Likewise, an abstainer may be less likely to have consensual sex, but they don’t inherently have less motivation to make a false accusation. I don’t know what is wrong with people who make false accusations, but I see no reason to believe that level of malice has any connection to how often you bang.
But the hypothesis (which, again, is just “that she’s a prostitute”) doesn’t tell us how often she consents. Rather, it tells us that she has had a lot of consensual sexual encounters*. It does not tell us the ratio of those encounters to those instances in which she did not consent to an attempt to have sex with her. But we must know that ratio in order to have a basis for giving a probability to the proposition “the next sexual encounter will be one she consented to.”
You seem to be illegitimately drawing conclusions about frequency from premises about simple quantity.
From “X has happened many times” it does not generally follow that “the ratio of X-events to Y-events is high.”

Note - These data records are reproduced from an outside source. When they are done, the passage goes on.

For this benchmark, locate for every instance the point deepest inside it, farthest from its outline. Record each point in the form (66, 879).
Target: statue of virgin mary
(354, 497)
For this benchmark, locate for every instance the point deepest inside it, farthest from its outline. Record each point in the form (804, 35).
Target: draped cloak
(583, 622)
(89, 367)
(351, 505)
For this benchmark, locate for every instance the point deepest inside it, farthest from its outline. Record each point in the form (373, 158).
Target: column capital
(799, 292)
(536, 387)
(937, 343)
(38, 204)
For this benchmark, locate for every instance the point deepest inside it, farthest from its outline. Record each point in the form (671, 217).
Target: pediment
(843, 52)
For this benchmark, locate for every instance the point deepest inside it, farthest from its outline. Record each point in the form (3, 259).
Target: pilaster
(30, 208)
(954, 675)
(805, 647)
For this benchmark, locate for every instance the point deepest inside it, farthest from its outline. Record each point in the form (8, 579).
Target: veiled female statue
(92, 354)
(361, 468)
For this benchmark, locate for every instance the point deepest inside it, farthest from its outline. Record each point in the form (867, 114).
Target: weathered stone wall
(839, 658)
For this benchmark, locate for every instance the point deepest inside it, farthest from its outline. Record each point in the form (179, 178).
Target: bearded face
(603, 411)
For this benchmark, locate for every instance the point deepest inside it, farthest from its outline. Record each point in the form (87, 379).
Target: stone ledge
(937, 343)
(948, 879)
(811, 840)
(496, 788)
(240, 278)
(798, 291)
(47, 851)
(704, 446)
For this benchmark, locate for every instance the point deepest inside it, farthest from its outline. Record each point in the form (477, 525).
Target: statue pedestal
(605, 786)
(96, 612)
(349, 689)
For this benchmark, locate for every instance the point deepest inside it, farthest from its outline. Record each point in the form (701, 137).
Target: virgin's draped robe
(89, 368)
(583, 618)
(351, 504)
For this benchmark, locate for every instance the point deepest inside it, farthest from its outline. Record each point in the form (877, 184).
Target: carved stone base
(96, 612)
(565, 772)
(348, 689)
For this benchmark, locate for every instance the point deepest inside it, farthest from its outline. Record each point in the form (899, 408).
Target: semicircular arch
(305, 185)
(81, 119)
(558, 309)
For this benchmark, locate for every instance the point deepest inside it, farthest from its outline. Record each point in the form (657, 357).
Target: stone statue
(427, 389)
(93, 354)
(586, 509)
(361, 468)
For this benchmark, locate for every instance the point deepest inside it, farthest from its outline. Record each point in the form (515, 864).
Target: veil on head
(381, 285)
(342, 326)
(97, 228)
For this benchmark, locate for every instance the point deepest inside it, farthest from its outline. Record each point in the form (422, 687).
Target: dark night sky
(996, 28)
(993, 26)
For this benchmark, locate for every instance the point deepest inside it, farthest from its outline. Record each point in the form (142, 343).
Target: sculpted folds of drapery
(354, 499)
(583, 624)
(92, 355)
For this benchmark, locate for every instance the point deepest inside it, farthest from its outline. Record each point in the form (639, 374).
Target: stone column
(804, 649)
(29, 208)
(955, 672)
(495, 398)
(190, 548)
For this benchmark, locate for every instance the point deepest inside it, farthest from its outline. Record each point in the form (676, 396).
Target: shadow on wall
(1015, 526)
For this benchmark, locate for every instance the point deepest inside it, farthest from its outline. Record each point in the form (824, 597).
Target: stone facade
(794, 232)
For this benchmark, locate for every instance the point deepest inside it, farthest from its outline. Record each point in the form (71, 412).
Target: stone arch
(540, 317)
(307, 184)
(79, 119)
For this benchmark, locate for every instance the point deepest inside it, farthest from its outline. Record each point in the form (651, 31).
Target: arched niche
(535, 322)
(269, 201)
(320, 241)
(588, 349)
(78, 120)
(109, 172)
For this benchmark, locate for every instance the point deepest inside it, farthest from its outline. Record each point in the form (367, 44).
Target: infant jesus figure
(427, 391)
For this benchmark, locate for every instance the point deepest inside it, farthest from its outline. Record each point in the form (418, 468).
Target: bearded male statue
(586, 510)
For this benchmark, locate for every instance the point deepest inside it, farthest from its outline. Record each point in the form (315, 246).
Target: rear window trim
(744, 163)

I could understand what you mean by “overfitting” if people were asking you to limit yourself to “sexual acts which are rapes.” But “sexual acts where rape is claimed” is not an overfitting in any sense I can imagine, since “a rape is claimed” leaves open the credibility of the accuser and doesn’t decide beforehand whether what we are trying to prove is true or not. In the scenario, no one disputes that “a rape is claimed.”
John buys things a lot – let’s say he typically makes one non-grocery purchase a day.
David rarely buys things – let’s say he typically makes one non-grocery purchase a month.
One day, both John and David report that a laptop was delivered to their house, and on investigation, both discovered that $600 is missing from their bank account.
Both say this happened without their permission.
Are you arguing that it is more likely that John is lying than that David is lying?
Someone with good methodology needs to conduct an investigation into the circumstances surrounding the separate and unconnected events related to each set of incidents in order to make any meaningful statement about either set of incidents. One has nothing the fuck to do with the other unless a connection is found. And statistically speaking, nothing can be said without a much larger random sample with double blind studies about the incidents.